Quando a Flica foi lançada, em 2011, era-nos difícil explicar essa obviedade, tal a força da associação entre literatura e impressão numa tela branca.

Embora reconheçam o gosto e o orgulho próprio com seus livros impressos, Conceição Evaristo e Alex Simões, em entrevistas recentes, ressaltaram a função da oralidade na contação de histórias e, sobretudo, na poesia. “Poesia é um fenômeno fundamentalmente oral”, afirma esse criativo e performático poeta soteropolitano. “Não nasci rodeada de livros, mas rodeada de palavras. Havia toda uma herança das culturas africanas de contação de histórias”, diz da prosa essa multiescritora criada na favela Pendura Saia, em Belo Horizonte.

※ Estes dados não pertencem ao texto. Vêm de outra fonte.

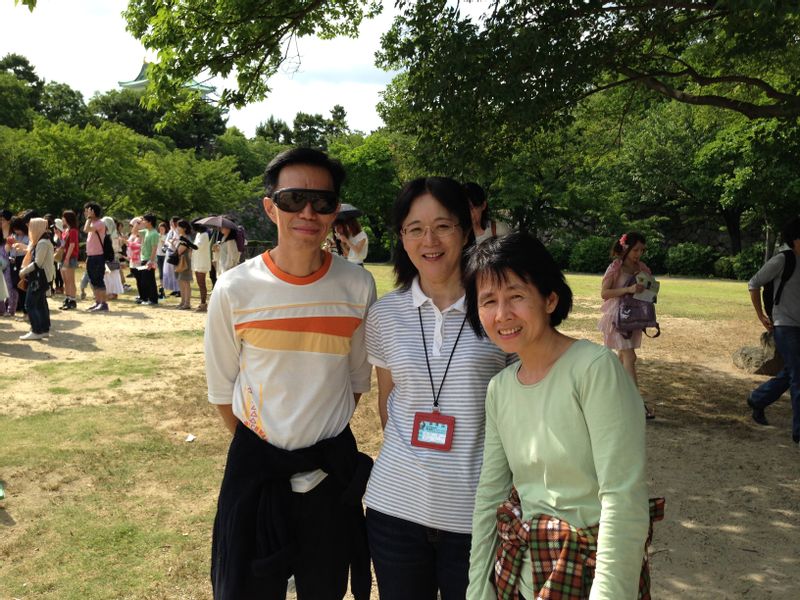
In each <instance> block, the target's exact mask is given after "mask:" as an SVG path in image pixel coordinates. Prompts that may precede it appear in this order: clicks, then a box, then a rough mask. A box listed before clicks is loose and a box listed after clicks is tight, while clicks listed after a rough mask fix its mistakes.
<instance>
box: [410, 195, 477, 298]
mask: <svg viewBox="0 0 800 600" xmlns="http://www.w3.org/2000/svg"><path fill="white" fill-rule="evenodd" d="M448 225H449V226H451V227H450V229H449V230H448ZM453 225H455V228H452V226H453ZM420 230H421V231H422V232H423V234H422V237H420V238H418V239H414V238H413V237H412V235H411V232H413V231H420ZM437 230H438V231H439V234H438V235H437V233H436V231H437ZM403 232H404V233H402V241H403V248H405V251H406V253H408V257H409V258H410V259H411V263H412V264H413V265H414V266H415V267H416V268H417V271H418V272H419V277H420V282H421V283H422V284H423V285H424V284H425V283H441V282H445V281H447V280H449V279H452V278H453V277H461V253H462V252H463V250H464V246H465V245H466V243H467V233H466V232H464V231H462V230H461V227H459V225H458V218H457V217H456V216H455V215H453V214H452V213H450V211H448V210H447V209H446V208H445V207H444V205H442V203H441V202H439V201H438V200H437V199H436V198H435V197H434V196H432V195H431V194H428V193H425V194H423V195H421V196H417V198H415V199H414V201H413V202H412V203H411V210H409V211H408V215H406V218H405V220H404V221H403Z"/></svg>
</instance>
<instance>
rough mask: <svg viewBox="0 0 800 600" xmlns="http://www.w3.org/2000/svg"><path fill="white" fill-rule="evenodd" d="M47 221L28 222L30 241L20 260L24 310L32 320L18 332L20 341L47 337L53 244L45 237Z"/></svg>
mask: <svg viewBox="0 0 800 600" xmlns="http://www.w3.org/2000/svg"><path fill="white" fill-rule="evenodd" d="M47 231H48V230H47V221H46V220H45V219H39V218H35V219H31V220H30V222H29V223H28V237H29V238H30V244H29V245H28V252H27V253H26V254H25V257H24V258H23V259H22V268H21V269H20V272H19V275H20V279H23V278H24V280H25V281H26V282H27V288H26V295H25V310H27V312H28V317H29V318H30V322H31V330H30V331H29V332H28V333H26V334H25V335H21V336H20V338H19V339H21V340H41V339H44V338H48V337H50V308H49V307H48V306H47V296H46V293H47V289H48V287H49V285H50V282H51V281H53V279H54V278H55V275H56V272H55V263H54V262H53V244H52V243H51V242H50V240H49V239H48V236H47V235H46V234H47Z"/></svg>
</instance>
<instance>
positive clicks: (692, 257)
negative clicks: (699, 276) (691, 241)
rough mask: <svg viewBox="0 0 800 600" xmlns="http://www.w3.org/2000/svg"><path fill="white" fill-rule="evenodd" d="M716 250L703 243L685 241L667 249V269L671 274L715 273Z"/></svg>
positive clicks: (672, 246)
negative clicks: (687, 241)
mask: <svg viewBox="0 0 800 600" xmlns="http://www.w3.org/2000/svg"><path fill="white" fill-rule="evenodd" d="M716 259H717V253H716V251H715V250H714V249H713V248H711V247H709V246H703V245H702V244H696V243H694V242H683V243H681V244H676V245H675V246H672V247H671V248H670V249H669V250H667V264H666V267H667V270H668V271H669V273H670V274H671V275H703V276H705V275H713V274H714V263H715V261H716Z"/></svg>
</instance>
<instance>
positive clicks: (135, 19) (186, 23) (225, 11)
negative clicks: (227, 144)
mask: <svg viewBox="0 0 800 600" xmlns="http://www.w3.org/2000/svg"><path fill="white" fill-rule="evenodd" d="M379 11H380V2H379V1H377V0H328V1H325V2H323V1H320V0H313V1H311V2H308V1H303V0H284V1H281V2H261V1H259V0H244V1H241V2H218V1H217V0H178V1H174V0H131V2H130V3H129V5H128V9H127V10H126V11H125V17H126V19H127V21H128V30H129V31H130V32H131V33H132V34H133V35H134V36H135V37H137V38H138V39H139V40H141V41H142V43H143V44H144V46H145V47H146V48H149V49H151V50H155V51H157V52H158V55H159V59H160V60H159V62H158V63H157V64H154V65H152V67H151V70H150V79H151V85H152V91H153V94H154V96H155V98H156V100H157V101H158V103H160V104H162V105H170V104H174V103H175V100H176V99H177V98H178V96H179V91H180V88H181V86H182V85H183V83H184V82H186V81H189V80H191V79H192V78H194V77H197V76H198V75H199V74H200V73H209V74H210V75H211V76H222V77H227V76H229V75H231V73H235V74H236V83H237V85H236V87H235V88H226V89H223V90H222V93H221V97H220V102H221V104H222V105H223V106H229V105H236V106H238V107H241V106H244V105H245V104H247V103H248V102H252V101H255V100H260V99H262V98H263V97H264V96H265V95H266V94H267V93H268V92H269V87H268V86H267V79H268V78H269V77H270V76H272V75H274V74H275V73H276V72H277V70H278V68H279V67H280V65H281V64H282V63H283V62H284V61H285V60H287V59H288V58H291V56H292V54H291V48H292V41H293V40H294V39H295V38H297V37H302V36H305V35H317V36H319V37H322V38H333V37H336V36H338V35H348V36H351V37H354V36H355V35H356V34H357V33H358V28H359V25H360V24H361V21H362V19H363V18H364V17H365V16H366V17H371V16H373V15H375V14H377V13H378V12H379Z"/></svg>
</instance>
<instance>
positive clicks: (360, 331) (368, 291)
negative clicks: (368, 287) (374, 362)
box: [350, 276, 378, 394]
mask: <svg viewBox="0 0 800 600" xmlns="http://www.w3.org/2000/svg"><path fill="white" fill-rule="evenodd" d="M377 296H378V293H377V291H376V290H375V279H373V278H372V276H370V282H369V291H368V294H367V304H366V306H365V307H364V316H363V318H362V320H361V324H360V325H359V326H358V328H357V329H356V331H355V333H353V338H352V341H351V344H350V385H351V386H352V388H353V393H354V394H362V393H364V392H368V391H369V389H370V379H371V377H372V365H371V364H370V363H369V361H368V360H367V344H366V339H365V338H366V328H367V314H368V311H369V307H370V306H372V305H373V304H374V303H375V300H376V299H377Z"/></svg>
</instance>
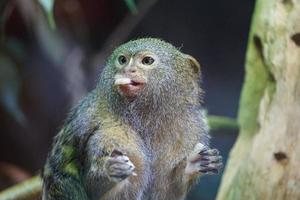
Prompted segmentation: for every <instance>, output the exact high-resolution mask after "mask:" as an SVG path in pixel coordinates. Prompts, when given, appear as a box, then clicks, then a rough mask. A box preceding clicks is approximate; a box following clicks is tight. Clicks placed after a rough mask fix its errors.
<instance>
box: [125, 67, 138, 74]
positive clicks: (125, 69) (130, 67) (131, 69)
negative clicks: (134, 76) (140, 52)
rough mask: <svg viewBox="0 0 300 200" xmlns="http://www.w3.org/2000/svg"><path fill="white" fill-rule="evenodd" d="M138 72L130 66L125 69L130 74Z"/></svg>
mask: <svg viewBox="0 0 300 200" xmlns="http://www.w3.org/2000/svg"><path fill="white" fill-rule="evenodd" d="M136 72H137V70H136V68H132V67H130V68H128V69H125V73H128V74H135V73H136Z"/></svg>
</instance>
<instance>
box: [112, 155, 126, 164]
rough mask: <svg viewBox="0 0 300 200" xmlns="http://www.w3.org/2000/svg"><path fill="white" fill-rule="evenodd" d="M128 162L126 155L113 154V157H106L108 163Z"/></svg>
mask: <svg viewBox="0 0 300 200" xmlns="http://www.w3.org/2000/svg"><path fill="white" fill-rule="evenodd" d="M127 162H130V160H129V158H128V157H127V156H115V157H109V158H108V159H107V163H108V164H112V163H127Z"/></svg>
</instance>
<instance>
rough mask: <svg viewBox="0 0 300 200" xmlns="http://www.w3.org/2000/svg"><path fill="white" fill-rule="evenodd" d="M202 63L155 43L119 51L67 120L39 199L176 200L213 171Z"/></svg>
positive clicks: (55, 143) (54, 147) (182, 54)
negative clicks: (210, 146) (199, 80)
mask: <svg viewBox="0 0 300 200" xmlns="http://www.w3.org/2000/svg"><path fill="white" fill-rule="evenodd" d="M199 77H200V65H199V63H198V62H197V61H196V60H195V59H194V58H193V57H192V56H189V55H187V54H184V53H182V52H180V51H179V50H178V49H177V48H175V47H174V46H172V45H171V44H169V43H167V42H164V41H162V40H160V39H154V38H143V39H138V40H134V41H130V42H128V43H125V44H123V45H121V46H119V47H118V48H117V49H116V50H115V51H114V52H113V53H112V55H111V56H110V57H109V59H108V61H107V63H106V66H105V68H104V69H103V72H102V74H101V76H100V80H99V82H98V84H97V87H96V88H95V89H94V90H93V91H92V92H90V94H89V95H88V96H87V97H86V98H84V99H83V100H82V101H81V102H80V103H79V104H78V105H77V106H76V107H75V108H74V109H73V110H72V111H71V113H70V114H69V117H68V118H67V120H66V122H65V124H64V126H63V127H62V129H61V131H60V132H59V134H58V135H57V136H56V137H55V139H54V143H53V146H52V151H51V152H50V154H49V156H48V159H47V163H46V165H45V168H44V170H43V180H44V185H43V199H44V200H67V199H68V200H88V199H90V200H176V199H177V200H178V199H184V198H185V195H186V193H187V192H188V191H189V189H190V188H191V186H192V185H193V184H194V183H195V182H196V181H197V179H198V178H199V176H200V175H203V174H214V173H218V171H219V170H220V167H221V165H222V161H221V159H222V158H221V156H220V155H219V152H218V150H216V149H210V148H209V147H208V142H209V135H208V127H207V122H206V118H205V114H204V113H203V110H202V108H201V97H202V90H201V88H200V86H199Z"/></svg>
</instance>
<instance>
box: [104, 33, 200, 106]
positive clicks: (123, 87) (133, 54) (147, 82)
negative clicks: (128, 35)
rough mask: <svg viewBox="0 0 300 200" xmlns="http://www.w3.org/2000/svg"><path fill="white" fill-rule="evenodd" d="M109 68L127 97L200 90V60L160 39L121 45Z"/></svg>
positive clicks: (113, 78)
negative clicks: (189, 55) (183, 51)
mask: <svg viewBox="0 0 300 200" xmlns="http://www.w3.org/2000/svg"><path fill="white" fill-rule="evenodd" d="M106 71H109V74H110V75H109V76H110V77H109V78H110V79H113V83H112V89H113V90H114V91H116V92H117V93H118V94H119V95H120V96H121V97H123V98H125V99H136V98H143V100H145V99H149V97H152V99H153V98H155V97H157V98H163V97H165V96H167V95H166V93H172V95H176V94H178V95H180V96H182V94H183V93H188V92H192V91H194V92H195V91H198V90H200V88H199V86H198V84H197V83H198V79H199V75H200V65H199V63H198V62H197V61H196V60H195V59H194V58H193V57H192V56H189V55H187V54H184V53H181V52H180V51H179V50H178V49H177V48H175V47H174V46H173V45H171V44H170V43H167V42H164V41H162V40H160V39H154V38H143V39H138V40H133V41H129V42H127V43H125V44H123V45H121V46H120V47H118V48H117V49H116V50H115V51H114V52H113V53H112V55H111V56H110V58H109V59H108V62H107V67H106ZM107 74H108V73H107ZM107 76H108V75H107Z"/></svg>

Insubmissos às limitações impostas pelas circunstâncias, cada um dos convidados desta mesa reagiu a sua maneira. Ela moveu-se pela sensação de deslocamento, leu muito, então quis entender o mundo e seu lugar nele. Acabou sendo publicada, reconhecida, traduzida, ouvida. Ele chegou a escrever poemas “sem saber para quê”. Depois esperou ser descoberto, até ir ao encontro do leitor através de empreitadas épicas, contando com uma rede de amigos movida pela mesma insubmissão.

Fazendo-se livros, Conceição e Alex jamais deixaram de enfatizar o fundamento maior da palavra. É para professá-la altissonante que se fazem presentes na Flica, endossando o que para nós sempre esteve óbvio: literatura é palavra.